I don’t see digitakt and octatrack as a fat comparison against each other by any view. I’ve said in the past the only thing they really have in common is the fact they both can live sample at the basic level of the two. Individually, they are both extremely deep machines. Digitakt takes the per instrument per step feature like the Analog four is capable of so you can essentially build an entire beat plus sampled synths or whatever you want on one of the eight available audio tracks, which is a huge advantage to expanding how to use each track. Both will sound like what ever you sample, drums, pads, voices, noises, etc., what you do with them is up to your imagination.

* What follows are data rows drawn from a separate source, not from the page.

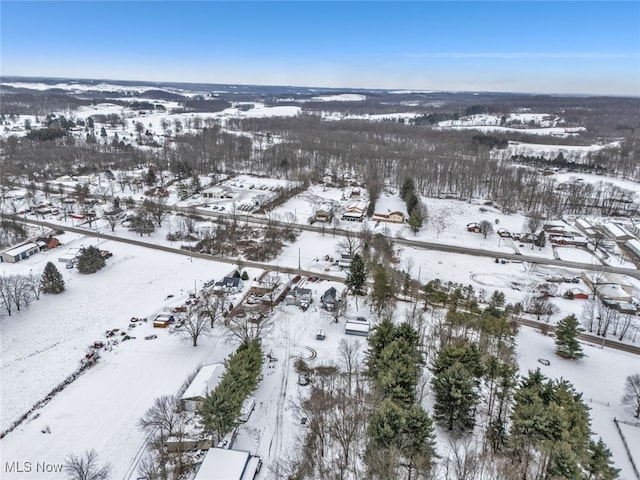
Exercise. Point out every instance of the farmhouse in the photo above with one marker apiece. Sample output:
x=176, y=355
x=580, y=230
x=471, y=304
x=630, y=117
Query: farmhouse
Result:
x=217, y=192
x=299, y=296
x=558, y=228
x=205, y=382
x=355, y=211
x=324, y=213
x=390, y=209
x=329, y=299
x=224, y=464
x=69, y=255
x=345, y=260
x=163, y=320
x=21, y=252
x=230, y=284
x=568, y=240
x=49, y=242
x=473, y=227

I owned the tr-8 and loved how you can mix the kits from all of their different drum machines together, and sounded really good too. But it was very restrictive feeling, I guess bc I was used to the Elektron secquencing options and flexibility. I sold the tr-8 with all expansions bc I planned on getting an analog rythm, which I’m waiting for mk2 now bc I can have all of the traditional and non traditional drum machines saved as samples and manipulated in more ways than the originals could have been.

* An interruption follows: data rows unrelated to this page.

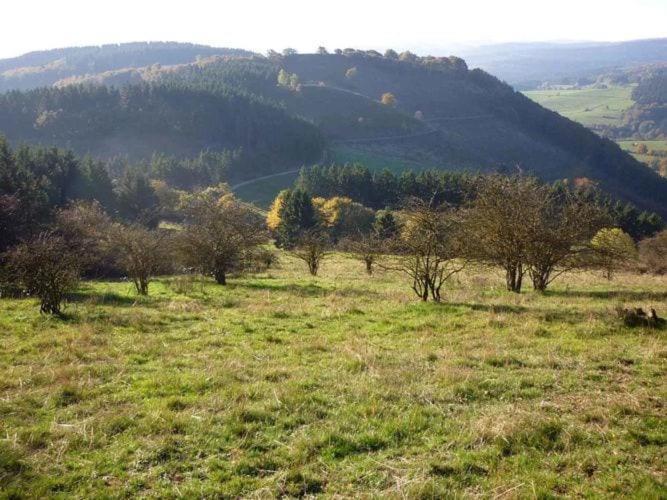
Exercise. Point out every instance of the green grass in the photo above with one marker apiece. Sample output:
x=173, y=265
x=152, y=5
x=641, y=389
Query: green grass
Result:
x=263, y=192
x=588, y=106
x=657, y=146
x=341, y=385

I have recently acquired the drumbrute, while I’ve only taken it out of the box once to ensure every instrument and button functions as it should, I’ve yet to experiement with it through my analog heat, but it sounds much better in person than in any of the videos I’ve seen. Then again, I’m hung up on the digitakt way of doing things now even with the few bugs and features yet to be unveiled.
I agree with many of the others, and it’s not that we are biased or fanboys, because many of us are very open to many different manufactures, but everyone always sends their praise for the Elektron way of sequencing. Also, remember this, you either gel with it quickly or it takes work to “get it” with Elektron machines, but even the most experienced people with Elektron boxes will learn something new each time they use them. That is definitely something that doesn’t exist with the Roland emulations, or the other drum machines you are considering.

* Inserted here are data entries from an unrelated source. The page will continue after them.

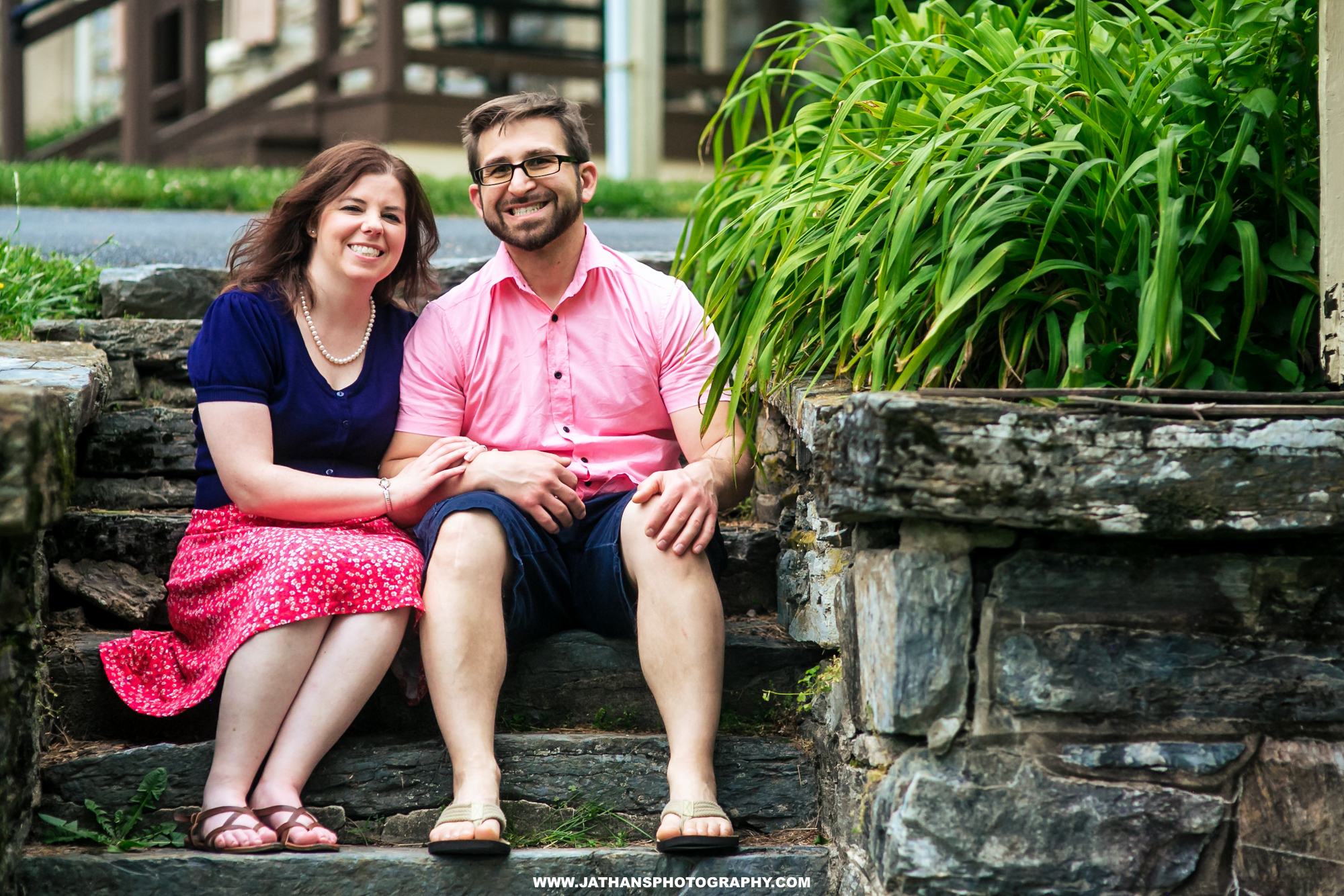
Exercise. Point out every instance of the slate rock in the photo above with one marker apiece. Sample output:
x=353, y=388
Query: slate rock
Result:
x=1195, y=758
x=748, y=581
x=153, y=345
x=765, y=782
x=171, y=292
x=1111, y=680
x=37, y=459
x=812, y=574
x=146, y=494
x=1234, y=593
x=118, y=588
x=990, y=821
x=79, y=373
x=1291, y=820
x=358, y=871
x=975, y=460
x=913, y=616
x=153, y=441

Don’t get me wrong, there is nothing wrong with any of the drum machines you are considering, but it all comes down to what the operator is looking to get from their drum machine. Personally, I’ve done a lot of trades in the past year to get to nearly have everything I’m looking for until next months release of mk2 products but I’ve learned from one grave mistake, don’t get rid of something until you have explored the machine throughly, but that mistake did lead me to a good friend on this forum.
To get you into drum machines, more specifically an Elektron drum machine, I would advise you to look into the Machinedrum with or without the userwave feature as well. Besides from personal experience, this is a drum machine that (myself included) most people will be very reluctant to get rid of theirs. It has not been considered from what I’ve read. Even though it is a digital drum machine you can make it sound very metal and crispy, but when you learn your way around it you can coax some extremely deep tones and bass. Then learn more about the OG Cntrl-all machine! Which in my opinion blows the one on the digitakt out of the water! And even more, 16 channels to do whatever you want; audio or midi configured for however many you want, multiple outs. Sample and resampling internal or external. Fair priced for a legacy machine.
Not that you’d miss them on any of the other drum machines you’ve listed for consideration except the digitakt, but MDUW doesn’t have conditional trigs, micro-tuning, pretty light up buttons, essentially the current upgrades Elektron sequencer, but what it lacks in the current production sequencers it makes up for in versatility such as lfo per channel, chracter, and more. Research that drum machine just a little and you will see that besides it’s usefulness; even after you get bored with it (like that could happen), you will find new uses for it, or new ways to mangle up a sound you’ve always used; it’s a great way to be introduced into the Elektron way that can be implemented to expand on the rest of their lineup.
Yes I am partial to the Machinedrum, but it ruled as the best drum machine for many years and in many ways it still is. Their newer stuff is great too, but I would go for the “cheaper” drum machines that have already been suggested as an addition to an Elektron drum machine or sampler.
Save your money for for the one you have your heart set on. Adding any machine to any Elektron machine opens those other machines to many more avenues of imagination. You will not find another Elektronaut that will disagree with that.
I’m afraid you may still have to take more than one thing with you to a venue unless you do all of your preprogramming within Ableton and only bring that and the push with you just to have the drum machine sounds with. But if you are playing out live already, why would want to tie your hands by limiting yourself on the creativity for that in the moment vibe you get or you get from your crowd? I don’t like hauling gear around either, but I want to be able to express myself to the fullest potential of the gear I have available. You probably will inevitably have to expand your traveling rig some just to keep your versatility, maybe also start thinking about packs/bags or some kind of mobile case to keep you gear comfy as well. Just my opinions. I’m open to questions or contradictions if I’m coming across too opinionated, somebody has to let me know. Hahaha!